14. She submitted that the judge ought to have considered Chikwamba and was wrong to base his decision on the basis that separation would only be for a matter of weeks. It was not possible to say on the evidence before the judge whether the maintenance requirements could be met nor indeed whether he could pass the English language test although her instructions were that he could.
15. She also submitted that the judge had applied the wrong test in referring to compelling, compassionate circumstances which was equivalent to a requirement of exceptionality.

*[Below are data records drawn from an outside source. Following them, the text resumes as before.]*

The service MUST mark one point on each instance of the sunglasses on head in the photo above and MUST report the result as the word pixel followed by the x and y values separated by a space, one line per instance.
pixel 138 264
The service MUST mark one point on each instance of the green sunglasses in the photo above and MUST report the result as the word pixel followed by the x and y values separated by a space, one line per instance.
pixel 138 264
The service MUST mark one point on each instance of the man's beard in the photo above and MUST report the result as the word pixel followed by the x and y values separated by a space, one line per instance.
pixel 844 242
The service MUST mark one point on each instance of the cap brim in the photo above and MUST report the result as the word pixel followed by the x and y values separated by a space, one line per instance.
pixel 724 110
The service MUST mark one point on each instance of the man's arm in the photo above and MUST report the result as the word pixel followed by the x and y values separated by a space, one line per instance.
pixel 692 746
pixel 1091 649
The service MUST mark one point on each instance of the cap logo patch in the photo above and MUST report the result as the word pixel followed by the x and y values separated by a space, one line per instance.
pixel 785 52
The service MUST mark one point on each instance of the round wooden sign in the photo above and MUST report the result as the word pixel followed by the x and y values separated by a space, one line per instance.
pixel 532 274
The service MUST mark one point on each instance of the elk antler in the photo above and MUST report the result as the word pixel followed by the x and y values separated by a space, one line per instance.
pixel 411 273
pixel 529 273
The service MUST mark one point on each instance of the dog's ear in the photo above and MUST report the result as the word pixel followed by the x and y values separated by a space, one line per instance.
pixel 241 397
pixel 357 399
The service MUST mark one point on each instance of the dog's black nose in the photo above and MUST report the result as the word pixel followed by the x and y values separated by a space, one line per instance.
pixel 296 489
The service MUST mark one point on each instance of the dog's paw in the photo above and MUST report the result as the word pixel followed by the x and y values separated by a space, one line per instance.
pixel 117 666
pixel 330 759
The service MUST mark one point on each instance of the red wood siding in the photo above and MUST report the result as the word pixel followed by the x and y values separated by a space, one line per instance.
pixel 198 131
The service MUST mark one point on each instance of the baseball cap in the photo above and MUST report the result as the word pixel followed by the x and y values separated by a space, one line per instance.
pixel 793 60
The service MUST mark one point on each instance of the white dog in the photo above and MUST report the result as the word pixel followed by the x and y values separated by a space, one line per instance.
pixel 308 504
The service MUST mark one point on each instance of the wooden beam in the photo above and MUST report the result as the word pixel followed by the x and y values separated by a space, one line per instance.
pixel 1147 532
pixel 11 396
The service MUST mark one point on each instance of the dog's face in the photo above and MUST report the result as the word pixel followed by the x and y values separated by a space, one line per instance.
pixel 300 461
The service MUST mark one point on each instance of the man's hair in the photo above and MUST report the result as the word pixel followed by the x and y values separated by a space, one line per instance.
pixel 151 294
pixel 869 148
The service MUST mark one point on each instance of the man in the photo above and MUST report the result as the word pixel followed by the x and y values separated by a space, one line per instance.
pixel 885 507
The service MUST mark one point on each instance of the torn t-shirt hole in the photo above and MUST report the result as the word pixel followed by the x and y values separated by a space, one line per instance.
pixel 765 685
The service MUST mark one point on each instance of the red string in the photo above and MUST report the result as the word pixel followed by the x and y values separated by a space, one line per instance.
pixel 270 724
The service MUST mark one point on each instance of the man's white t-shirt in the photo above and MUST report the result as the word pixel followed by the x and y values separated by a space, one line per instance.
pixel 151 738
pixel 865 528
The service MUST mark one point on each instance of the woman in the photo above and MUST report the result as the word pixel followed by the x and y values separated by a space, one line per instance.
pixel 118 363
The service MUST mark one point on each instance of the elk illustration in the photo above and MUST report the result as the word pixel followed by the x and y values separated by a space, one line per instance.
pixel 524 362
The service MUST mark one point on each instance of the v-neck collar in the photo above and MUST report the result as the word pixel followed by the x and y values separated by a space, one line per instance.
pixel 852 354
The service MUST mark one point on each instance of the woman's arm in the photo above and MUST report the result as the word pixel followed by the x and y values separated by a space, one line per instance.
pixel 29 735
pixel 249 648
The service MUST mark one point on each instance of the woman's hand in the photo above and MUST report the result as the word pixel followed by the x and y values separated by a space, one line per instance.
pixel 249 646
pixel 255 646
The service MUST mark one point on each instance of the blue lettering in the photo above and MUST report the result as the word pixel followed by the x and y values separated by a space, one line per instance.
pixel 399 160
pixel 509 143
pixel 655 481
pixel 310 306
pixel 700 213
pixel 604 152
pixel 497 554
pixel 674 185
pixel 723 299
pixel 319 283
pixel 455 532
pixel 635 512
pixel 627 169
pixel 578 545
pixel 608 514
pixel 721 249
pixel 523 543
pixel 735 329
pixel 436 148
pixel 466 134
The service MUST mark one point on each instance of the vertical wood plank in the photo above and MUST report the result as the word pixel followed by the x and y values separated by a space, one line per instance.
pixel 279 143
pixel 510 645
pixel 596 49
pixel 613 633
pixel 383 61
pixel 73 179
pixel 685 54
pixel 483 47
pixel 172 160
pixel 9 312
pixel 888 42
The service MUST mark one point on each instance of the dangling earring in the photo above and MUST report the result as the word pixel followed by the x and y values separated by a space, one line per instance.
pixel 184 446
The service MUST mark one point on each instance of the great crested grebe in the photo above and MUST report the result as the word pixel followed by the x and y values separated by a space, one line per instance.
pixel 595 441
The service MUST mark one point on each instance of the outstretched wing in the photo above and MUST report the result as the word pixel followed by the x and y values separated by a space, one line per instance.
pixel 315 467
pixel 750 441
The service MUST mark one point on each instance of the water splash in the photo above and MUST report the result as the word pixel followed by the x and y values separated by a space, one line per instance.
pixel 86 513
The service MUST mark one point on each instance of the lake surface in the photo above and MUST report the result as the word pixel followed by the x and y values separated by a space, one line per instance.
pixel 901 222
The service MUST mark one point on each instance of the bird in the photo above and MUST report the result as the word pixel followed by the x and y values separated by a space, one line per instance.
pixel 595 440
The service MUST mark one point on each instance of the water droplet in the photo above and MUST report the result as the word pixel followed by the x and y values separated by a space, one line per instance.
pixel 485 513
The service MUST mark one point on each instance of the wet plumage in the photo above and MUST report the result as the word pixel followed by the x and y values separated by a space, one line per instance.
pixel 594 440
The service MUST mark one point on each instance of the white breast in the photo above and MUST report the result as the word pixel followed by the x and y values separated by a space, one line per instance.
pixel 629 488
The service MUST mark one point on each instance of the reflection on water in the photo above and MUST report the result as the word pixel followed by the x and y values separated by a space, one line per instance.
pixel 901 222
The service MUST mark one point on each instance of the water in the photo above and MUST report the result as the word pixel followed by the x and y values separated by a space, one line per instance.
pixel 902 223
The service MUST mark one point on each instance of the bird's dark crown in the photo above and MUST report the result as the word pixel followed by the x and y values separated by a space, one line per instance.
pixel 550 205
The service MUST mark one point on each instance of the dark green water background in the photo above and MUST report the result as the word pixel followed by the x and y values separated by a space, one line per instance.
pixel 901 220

16. Ms Isherwood submitted that there was no error of law in the decision. She noted that the Appellant used an interpreter in court and the question of whether he could pass the relevant test was unproven. His circumstances in the UK had not been assessed. This case was wholly different from the Appellant in Chikwamba who was returning to Zimbabwe and who, it was accepted, could meet the requirements of the Rules. The judge had not said that it was impossible for the wife to return with him to India and there was nothing to stop the Appellant making the appropriate application.
Findings and Conclusions
17. There is no error of law in the judge not referring to the case of Chikwamba. It is by no means clear that the Appellant’s application for entry clearance would be a mere formality. The evidence at the hearing was that the Sponsor had earnings of £1,000 net from her shop and rental income but no proper assessment of her circumstances have been made. It is also far from clear that the Appellant would meet the English language requirements.
18. The assessment of proportionality was a matter for the judge. Ms Hutton referred to EB (Kosovo). The Sponsor in this case originally comes from India and she has no dependent relatives for whom she is responsible in the UK. It was generous of the judge to find that it would not be reasonable for her to go with her husband, although that was his finding, and he did say that it would not be impossible for her to do so. However, against that, he balanced the Appellant’s terrible immigration history and the fact that he had been here unlawfully for a very long period of time. That was a judgment for him to make.
19. The grounds are right to state that compelling compassionate circumstances are not the correct test in the assessment of Article 8. However even if the judge had applied the correct test his conclusion would have been the same. It is not disproportionate in all of the circumstances of this case to expect the Appellant to make the correct application for entry clearance and to demonstrate that he can meet the requirements of the Immigration Rules in the normal way. There is no error in the judge coming to that conclusion.
Decision
20. The judge’s decision will stand. The Appellant’s appeal is dismissed.